All he needs is the approvals of Jamie (a requirement of the Fox Sports deal) and Major League Baseball.
But receiving these approvals is going to be very difficult because the financial interests of Frank, Jamie, and Major League Baseball are not aligned.
And that is compounded by the fact that nobody trusts Frank or his word, especially when it involves money.
According to the popular press, Jamie’s asking price is between $150 million and $200 million, cash. And the only source of that kind of loot is the Dodgers.
On the other hand, the Commissioner of Baseball is very concerned about the financial condition of the Dodgers given that high level of debt owed by the Dodgers and related entities. The Dodgers and related entities have debt in the range of $425 million to $500 million, a staggering 12 to 14 times the Dodgers’ operating profits of an estimated $35 million. And this operating profit does not reflect the impact of attendance being lower by 16.3% this year, resulting in an estimated revenue loss of $23 million.
As a result, the Commissioner has recommended that Frank find a well capitalized equity investor, just like he did for the New York Mets. But Frank has not heeded that advice. Instead, he violated that Commissioner’s trust by not consulting with Major League Baseball before he borrowed $30 million personally to meet the April and May payrolls.
If the Commissioner were to approve the Fox Sports media rights deal, it would be after he completed a thorough analysis of the operations and finances of the Dodgers and the related entities. And that approval would be accompanied by stringent conditions that would prohibit Frank from once again looting the Dodgers to pay off Jamie, bail him out of his personal financial problems, and support his Big Dog lifestyle of private planes and multiple estates.
Frank would also be required to reduce debt, primarily by raising equity based on a reasonable predetermined valuation for the Dodgers and the related entities.
Frank would also need to demonstrate that the Dodgers had the financial wherewithal to field a competitive team and remain a viable franchise which would essentially prohibit Frank from pledging the cash flow from the Fox Sports deal as collateral for any new loans.
According to Bill Shaikin of The Los Angeles Times, Frank is evaluating the possibility of having the Dodgers file for bankruptcy to protect the Dodgers’ assets from Major League Baseball and its creditors. (Link)
But a bankruptcy filing will not solve Frank’s problems. It is a long, multiyear process where the lawyers and accountants will truly prosper at Frank’s expense. More than likely, Frank will be also forced to file for personal bankruptcy because of his personal guarantees and cross default provisions of his many loan agreements. This would result in bankruptcy filings by the Dodgers’ related entities (the Stadium and the land).
It will also involve a thorough examination of the operations and finances of not only the Dodgers and related entities, but of Frank’s personal affairs, including how his billionaire life style was financed.

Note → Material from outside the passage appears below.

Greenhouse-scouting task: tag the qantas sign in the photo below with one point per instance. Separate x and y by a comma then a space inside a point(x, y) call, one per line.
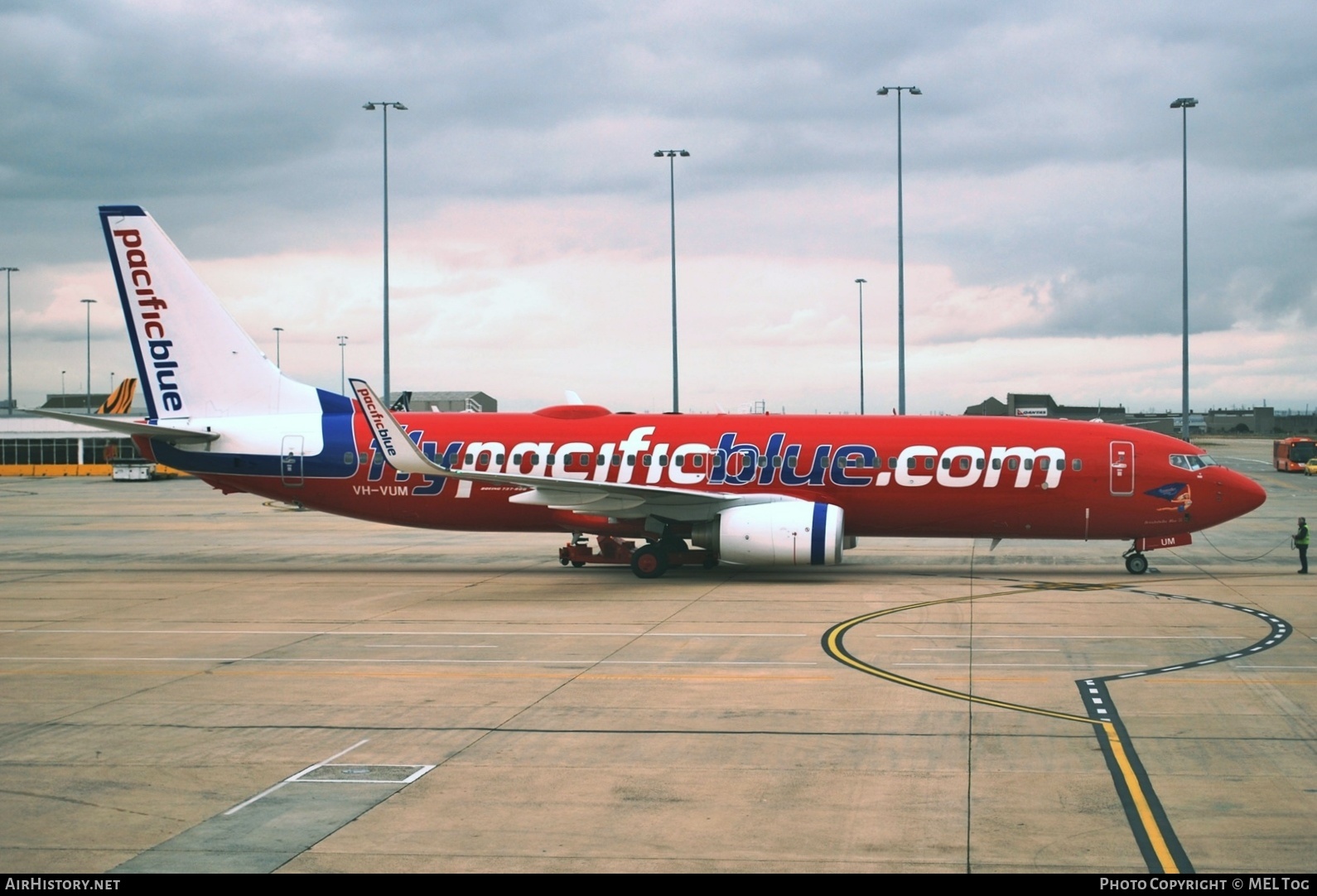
point(698, 489)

In a bankruptcy, Frank will be cash constrained, with little access to the cash flow of the Dodgers and related entities, making it very difficult to pay his army of high priced lawyers and to maintain his Big Dog lifestyle.

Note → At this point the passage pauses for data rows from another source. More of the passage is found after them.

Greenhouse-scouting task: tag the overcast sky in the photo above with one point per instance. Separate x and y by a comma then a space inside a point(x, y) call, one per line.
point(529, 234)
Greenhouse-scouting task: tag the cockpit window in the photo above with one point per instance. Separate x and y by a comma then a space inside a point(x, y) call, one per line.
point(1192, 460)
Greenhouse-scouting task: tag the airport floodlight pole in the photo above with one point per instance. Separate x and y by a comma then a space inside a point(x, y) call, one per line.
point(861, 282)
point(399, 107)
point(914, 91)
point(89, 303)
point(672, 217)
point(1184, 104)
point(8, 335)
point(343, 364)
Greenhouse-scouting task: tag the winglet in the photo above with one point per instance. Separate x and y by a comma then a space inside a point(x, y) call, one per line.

Frank would be would be well advised to play ball with the Commissioner and Major League Baseball. Despite his recent charm offense, he is outgunned by Major League Baseball and the banks which have more experience and far greater financial resources than a bankrupt Frank.

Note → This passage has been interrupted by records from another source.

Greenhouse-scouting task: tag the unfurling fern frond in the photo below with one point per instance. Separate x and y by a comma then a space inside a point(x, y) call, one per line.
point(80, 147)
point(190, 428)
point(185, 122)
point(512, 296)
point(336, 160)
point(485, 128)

The old Wall Street expression, “Bulls make money in up markets, Bears make money in down markets, and Pigs always get slaughtered,” applies to the greedy Frank, both in his relationship with Major League Baseball and Jamie.
As for the Dodgers, they are three games under .500 and are in third place in the National League West, four games behind the Giants and five games behind the Florida Marlins in the Wild Card standings. Attendance is off 16.3% from last year as True Blue fans are reluctant to support a losing team owned by the whiney, self serving bum.